わたしがこれまで通った日本の大学とアマースト大学での、「大学生活」あるいは「大学の役目」の理解の違いにそのヒントがあるのではないか。
多くのアメリカの大学では、学生はキャンパス内の寮かすぐ近くのアパートに住み、一日のほとんどを大学内で過ごす。授業も、部活も、アルバイトでさえ、"on campus(キャンパス内)"で行われる。つまり、大学生活とそれ以外の生活を切り離すことは出来ない。プライベートな部分もすべてひっくるめて「大学生活」なのだ。
ここでは、大学とは、単に高校の次に進学する、学問提供機関ではない。高校までの教育機関とは異質の、自分の人生設計を必死になって考え、学問し、クラブ活動にも勤しみ、友人たちと政治・経済の話をする傍らで激しくパーティもする、特別な世界である。入学から卒業まで、学生たちは「大学生活」から逃れられない。
従って、ここの大学職員の果たす役割や、期待される働きは、日本におけるそれよりも格段に大きく、また重要になってくるのだ。
進路・就職相談、授業についていけないと感じる学生のメンタルケア、寮の居住環境の整備、飲酒・喫煙・ドラッグの問題、パーティやソーシャル(交流会)などのイベントの開催、栄養管理、恋愛・友人関係の相談など、ありとあらゆることに対応する。そして、アマーストでの大学生活が "Life-changing experience" (人生を変える経験)になるように尽力するのだ。

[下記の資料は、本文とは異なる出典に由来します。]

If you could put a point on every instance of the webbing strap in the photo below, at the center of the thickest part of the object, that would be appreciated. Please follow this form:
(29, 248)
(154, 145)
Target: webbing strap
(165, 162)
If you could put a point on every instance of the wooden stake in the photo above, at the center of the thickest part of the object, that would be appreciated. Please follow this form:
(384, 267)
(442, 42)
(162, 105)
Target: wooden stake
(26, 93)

人生に占める「大学生活」の意味を色々と考えるのも、私が既に一度それを経験しているからかもしれない。ICUでの生活もとても充実していたけど、入学時点で、その四年間が二度とは戻らない貴重なものであることを知っていたなら、もっと別の歩み方も出来たかもしれないなあ、、、と思う。

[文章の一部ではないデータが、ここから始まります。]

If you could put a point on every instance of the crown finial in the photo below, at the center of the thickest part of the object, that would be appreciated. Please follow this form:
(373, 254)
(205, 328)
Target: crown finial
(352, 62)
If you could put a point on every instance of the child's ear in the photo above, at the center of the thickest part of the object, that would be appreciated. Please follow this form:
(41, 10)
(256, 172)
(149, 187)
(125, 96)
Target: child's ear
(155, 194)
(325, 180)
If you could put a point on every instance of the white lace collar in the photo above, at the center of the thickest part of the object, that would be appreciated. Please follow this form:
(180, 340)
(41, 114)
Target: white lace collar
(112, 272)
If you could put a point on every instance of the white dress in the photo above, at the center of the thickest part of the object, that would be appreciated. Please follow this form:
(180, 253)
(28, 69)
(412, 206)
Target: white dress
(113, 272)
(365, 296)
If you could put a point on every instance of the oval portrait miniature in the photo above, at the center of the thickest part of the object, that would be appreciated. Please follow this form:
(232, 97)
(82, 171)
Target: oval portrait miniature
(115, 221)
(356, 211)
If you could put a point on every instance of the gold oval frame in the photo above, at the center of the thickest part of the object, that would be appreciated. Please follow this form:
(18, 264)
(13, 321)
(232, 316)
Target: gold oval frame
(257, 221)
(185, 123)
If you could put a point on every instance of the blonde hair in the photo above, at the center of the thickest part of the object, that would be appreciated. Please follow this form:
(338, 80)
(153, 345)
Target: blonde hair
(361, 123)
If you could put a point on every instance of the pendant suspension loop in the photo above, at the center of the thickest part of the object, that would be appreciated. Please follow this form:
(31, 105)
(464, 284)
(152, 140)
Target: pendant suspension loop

さあ、私はこの先二年間の「大学生活」をどう過ごそう。
Converse Memorial Library (通称: Converse Hall)は、
上記のリソースセンターが複数入っている建物で、
新入生が多く住む寮の近くに建っている
*1 リソースセンター:学生のための「リソース」という言葉や概念は日本人にはなかなか理解しにくいかもしれないが、学生生活のあらゆる問題への対応や解決に際して「資源 (=resource)」となってくれる16のオフィスや研究所である。例えば、
・Accessibility Services(障害やセクシュアルアイデンティティなどの理由で、既存の施設が利用しづらい等の問題に対応)、
・Student Activities(部活動、サークル、委員会などのとりまとめ)、
・Religious Life(学生たちの多様な信仰、宗教生活を支援)、
・Queer Resource Center(ジェンダーやセクシュアリティに関する豊富な資料を持っており、その多様性の理解を深めるためのイベントなども随時開催)など。